The Conservatives will run on a fiscal platform of lowering taxes instead of increasing spending, Leader Stephen Harper said Monday.
During an address to the Frontier Centre for Public Policy in Winnipeg, Mr. Harper confirmed that a Conservative government would increase the GST credit by 25 per cent for low income Canadians.
"I cannot promise today to abolish the GST, but I can tell you that the time has come to significantly lessen its impact on those it hurts most, the poor and those on fixed incomes," Mr. Harper said in prepared comments. "Too many Canadians are suffering real hardship from price increases on such necessities as home heating, gasoline and automobile insurance."
Mr. Harper said the party would also eliminate the GST on the excise tax on gas and on the portion of gas price above 85 cents a litre.
"We have record gas prices. They are injuring key businesses. They are burdening consumers," Mr. Harper said. "In many cases, they are hurting some of the poorest people in our country. Only government is benefiting. In fact, through a series of taxes, like the GST, the federal government is simply rolling in revenue."

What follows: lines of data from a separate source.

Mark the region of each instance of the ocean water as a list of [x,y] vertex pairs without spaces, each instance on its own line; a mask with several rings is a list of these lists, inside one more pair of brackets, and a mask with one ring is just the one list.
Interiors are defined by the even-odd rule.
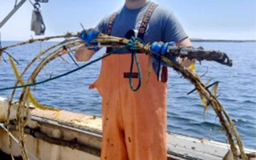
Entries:
[[[3,42],[3,46],[15,43]],[[43,43],[43,48],[53,44]],[[194,42],[195,46],[226,52],[233,60],[232,67],[213,62],[197,63],[196,72],[206,75],[207,82],[219,81],[219,99],[235,122],[246,147],[256,149],[256,43]],[[20,71],[39,52],[40,44],[36,43],[11,49],[7,51],[19,61]],[[101,56],[97,53],[93,59]],[[4,55],[5,59],[8,58]],[[37,81],[45,79],[75,68],[68,55],[63,56],[68,63],[58,59],[47,65]],[[79,65],[84,63],[79,63]],[[38,85],[33,93],[42,103],[76,112],[101,116],[101,98],[95,90],[89,89],[97,78],[101,62],[98,62],[66,77]],[[32,68],[34,68],[34,65]],[[207,69],[208,68],[208,69]],[[30,69],[28,73],[31,73]],[[27,79],[26,74],[24,79]],[[10,62],[0,63],[0,88],[12,86],[15,78]],[[194,93],[187,95],[194,89],[188,81],[169,69],[168,82],[168,131],[189,136],[226,142],[219,119],[211,108],[204,114],[204,107]],[[0,91],[0,96],[7,97],[11,91]],[[19,92],[16,95],[18,98]]]

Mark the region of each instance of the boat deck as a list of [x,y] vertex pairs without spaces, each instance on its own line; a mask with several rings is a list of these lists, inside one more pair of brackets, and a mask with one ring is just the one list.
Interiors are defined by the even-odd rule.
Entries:
[[[2,101],[0,107],[6,103]],[[25,131],[27,134],[26,146],[41,159],[70,159],[70,154],[75,154],[76,159],[85,157],[99,159],[102,139],[100,117],[67,110],[33,109],[30,118]],[[12,132],[17,135],[15,126],[12,128]],[[227,143],[166,134],[168,159],[223,159],[229,152],[229,145]],[[9,153],[7,134],[0,129],[0,135],[3,135],[0,137],[0,150]],[[18,146],[14,146],[13,150],[18,150]],[[256,153],[250,149],[245,151]],[[19,151],[14,153],[17,156],[20,154]],[[45,153],[51,154],[47,156]]]

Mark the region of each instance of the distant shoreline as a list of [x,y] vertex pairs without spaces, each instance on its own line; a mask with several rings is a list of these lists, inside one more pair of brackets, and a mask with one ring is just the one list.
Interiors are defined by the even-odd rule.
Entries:
[[[256,39],[247,39],[247,40],[239,40],[239,39],[200,39],[200,38],[190,38],[190,41],[193,42],[256,42]],[[2,42],[22,42],[24,41],[2,41]],[[59,42],[60,41],[48,41],[51,42]]]
[[234,39],[207,39],[199,38],[190,38],[194,42],[256,42],[256,40],[234,40]]

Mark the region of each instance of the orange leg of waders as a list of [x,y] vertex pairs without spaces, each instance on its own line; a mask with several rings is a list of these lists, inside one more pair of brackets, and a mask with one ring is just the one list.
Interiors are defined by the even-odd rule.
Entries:
[[[142,84],[132,91],[129,78],[131,54],[111,55],[102,60],[92,85],[102,97],[101,159],[166,159],[166,84],[151,69],[148,83],[147,56],[138,54]],[[134,65],[133,72],[137,72]],[[138,79],[132,80],[134,86]]]

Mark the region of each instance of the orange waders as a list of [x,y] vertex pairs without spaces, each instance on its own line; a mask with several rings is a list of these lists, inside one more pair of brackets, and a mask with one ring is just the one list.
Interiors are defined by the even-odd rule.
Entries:
[[[137,92],[124,77],[130,71],[131,54],[103,59],[99,77],[91,86],[102,98],[101,159],[166,159],[166,83],[157,81],[152,68],[147,84],[148,57],[138,57],[142,81]],[[138,81],[132,79],[135,86]]]
[[[150,18],[157,5],[153,3],[142,20],[138,36],[143,39]],[[111,35],[117,13],[111,17]],[[165,160],[166,153],[166,83],[157,81],[151,67],[147,83],[148,56],[138,54],[142,84],[137,92],[129,85],[131,53],[113,54],[103,59],[96,87],[102,98],[103,139],[101,159]],[[133,73],[138,71],[134,64]],[[165,69],[165,72],[166,70]],[[132,82],[138,84],[138,74]]]

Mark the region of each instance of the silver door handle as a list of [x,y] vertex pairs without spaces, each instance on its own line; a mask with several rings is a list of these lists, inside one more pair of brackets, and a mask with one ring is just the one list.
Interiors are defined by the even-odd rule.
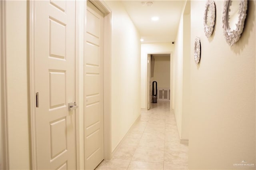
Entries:
[[68,111],[72,111],[78,108],[78,105],[76,105],[76,102],[68,103]]

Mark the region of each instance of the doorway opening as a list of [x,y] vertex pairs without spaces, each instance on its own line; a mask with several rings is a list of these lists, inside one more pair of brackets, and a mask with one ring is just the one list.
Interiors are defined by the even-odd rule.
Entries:
[[157,84],[157,89],[155,87],[154,90],[157,90],[154,91],[157,95],[157,102],[170,101],[172,64],[170,53],[148,54],[148,110],[150,109],[153,102],[153,82],[157,82],[154,85]]

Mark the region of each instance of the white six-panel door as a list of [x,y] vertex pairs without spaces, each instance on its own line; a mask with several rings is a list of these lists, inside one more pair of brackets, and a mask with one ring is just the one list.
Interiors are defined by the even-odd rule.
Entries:
[[87,1],[85,47],[85,165],[94,169],[103,160],[103,14]]
[[34,3],[38,168],[74,170],[75,1]]

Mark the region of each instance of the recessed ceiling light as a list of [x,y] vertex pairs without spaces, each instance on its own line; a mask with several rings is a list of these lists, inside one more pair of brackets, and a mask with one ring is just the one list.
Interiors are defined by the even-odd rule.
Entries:
[[148,6],[153,6],[153,2],[148,2],[146,4]]
[[157,16],[153,16],[151,18],[151,20],[152,21],[157,21],[159,20],[159,17]]

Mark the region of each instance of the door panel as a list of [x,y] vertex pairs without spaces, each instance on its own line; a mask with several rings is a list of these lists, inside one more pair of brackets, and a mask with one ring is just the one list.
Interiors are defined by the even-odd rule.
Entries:
[[87,1],[84,122],[86,169],[103,160],[103,14]]
[[75,2],[34,3],[38,168],[76,169]]

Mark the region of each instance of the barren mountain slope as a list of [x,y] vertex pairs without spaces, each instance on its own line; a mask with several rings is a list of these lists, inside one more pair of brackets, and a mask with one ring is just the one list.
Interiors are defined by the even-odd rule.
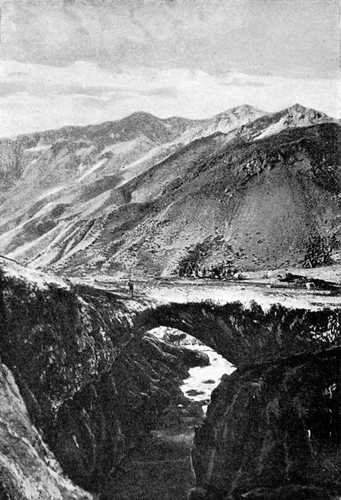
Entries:
[[[202,121],[201,137],[188,144],[198,122],[132,115],[106,151],[109,125],[87,127],[82,140],[97,134],[98,143],[82,172],[75,165],[83,146],[70,130],[60,150],[58,142],[31,145],[38,158],[23,167],[27,150],[18,155],[18,180],[7,169],[13,187],[3,190],[0,252],[72,273],[169,274],[183,259],[211,266],[231,258],[242,269],[306,262],[336,241],[339,126],[306,127],[332,120],[299,105],[252,120],[254,113],[246,106],[206,128]],[[244,125],[228,131],[236,120]],[[44,134],[39,144],[52,132]],[[49,184],[56,176],[60,184]]]

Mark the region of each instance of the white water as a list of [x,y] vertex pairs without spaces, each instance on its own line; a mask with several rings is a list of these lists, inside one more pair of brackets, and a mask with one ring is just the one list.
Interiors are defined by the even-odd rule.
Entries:
[[[207,404],[205,403],[210,400],[213,389],[217,387],[224,373],[229,375],[235,370],[235,367],[209,347],[202,345],[186,345],[186,347],[203,351],[210,358],[208,366],[190,368],[189,377],[184,380],[180,387],[186,397],[193,401],[202,402],[203,410],[206,413]],[[196,391],[196,394],[188,393],[192,390]]]

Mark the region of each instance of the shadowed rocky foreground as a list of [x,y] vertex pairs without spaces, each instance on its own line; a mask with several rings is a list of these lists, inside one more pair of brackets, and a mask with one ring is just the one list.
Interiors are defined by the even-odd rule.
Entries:
[[[168,498],[184,498],[193,486],[188,432],[202,416],[179,387],[190,366],[207,360],[147,333],[160,325],[198,331],[237,368],[195,430],[191,498],[340,496],[335,304],[158,306],[1,264],[0,498],[150,500],[148,477],[150,488],[163,480],[167,454],[177,463],[170,481],[185,483]],[[178,446],[165,429],[184,415]],[[146,487],[130,497],[128,458]]]

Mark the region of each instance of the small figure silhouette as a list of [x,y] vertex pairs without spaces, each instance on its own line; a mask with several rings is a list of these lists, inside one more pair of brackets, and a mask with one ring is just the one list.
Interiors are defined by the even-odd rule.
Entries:
[[131,298],[133,298],[134,297],[134,283],[131,280],[128,281],[128,288],[130,291],[130,296],[131,296]]

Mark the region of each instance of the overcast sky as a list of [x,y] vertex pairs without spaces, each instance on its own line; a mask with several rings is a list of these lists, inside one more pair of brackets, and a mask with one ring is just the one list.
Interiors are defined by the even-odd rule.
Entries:
[[144,110],[337,116],[338,0],[0,0],[0,135]]

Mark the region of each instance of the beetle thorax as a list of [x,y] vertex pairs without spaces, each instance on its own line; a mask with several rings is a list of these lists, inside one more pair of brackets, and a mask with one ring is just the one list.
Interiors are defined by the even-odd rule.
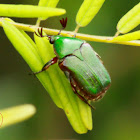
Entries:
[[54,41],[54,51],[59,59],[72,54],[76,49],[79,49],[83,40],[72,38],[55,36],[57,39]]

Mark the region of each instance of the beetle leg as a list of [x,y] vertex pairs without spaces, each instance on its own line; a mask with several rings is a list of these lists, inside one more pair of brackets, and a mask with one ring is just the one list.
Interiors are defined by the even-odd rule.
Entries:
[[44,70],[48,69],[51,65],[57,63],[57,60],[58,60],[58,58],[57,57],[54,57],[49,62],[47,62],[40,71],[34,72],[33,74],[38,74],[40,72],[43,72]]
[[72,87],[72,90],[73,92],[82,100],[84,101],[87,105],[89,105],[93,110],[95,110],[95,107],[93,107],[91,104],[88,103],[88,101],[82,96],[80,95],[78,92],[77,92],[77,89],[76,89],[76,83],[75,81],[73,80],[73,78],[70,76],[70,84],[71,84],[71,87]]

He tagged the cost of increasing the GST credit at about $1-billion annually and the removal of GST on federal excise tax at about $300-million annually. He emphasized that removing the GST on gas over 85 cents per litre would cost "next to nothing."
"These are revenues that no one foresaw even a few months ago," Mr. Harper said. "We are only depriving Ottawa of a massive windfall it didn't count on and that it doesn't need."
"This raises an interesting question. Why won't the Liberals do this themselves?"
The Conservative Party plan also calls for tax breaks to families with children instead of boosting spending on institutional daycare.
The party would also replace corporate welfare and business development subsidies with lower business tax regimes.
Mr. Harper touched on budget issues in his speech, saying his government would be more honest with Canadians than the Liberals have been about their finances.
In a speech that took various shots at the "incompetence and the corruption" of the federal Liberal government, Mr. Harper accused Mr. Martin of radically understating the size of the expected federal budget surplus in order to make funding announcements with "wild abandon" in the runup to the election.
"Paul Martin virtually admitted this when only days after a budget that allowed for no new spending on health care, he announced that he was ready to fund a new 10-year plan to save the health system - although it's a plan no one has actually seen," Mr. Harper said.
"Remember that this is the same government that only weeks before the federal budget said it didn't even have the money to fund the health care commitments it had already made in last year's health accord with the provinces."
The Conservatives pledge to take a balanced approach to surpluses, using some to pay down some debt, some on spending in areas like national defence and health care, and some to help reduce taxes.
"Unlike the Liberals, we will not just spend money," he said. "We will also use these surpluses to get money out of Ottawa and into more hard-pressed levels of government, into the productive activities of the economy, and back into the pockets of ordinary taxpayers."
The Conservative tax-cut plan got a premature debut on the weekend with leaked copies circulating in Ottawa before the party platform could be officially unveiled by Mr. Harper.
Liberal strategists say the Tory tax cuts will cost the treasury $32.3-billion when fully implemented, money that will have to come from social programs.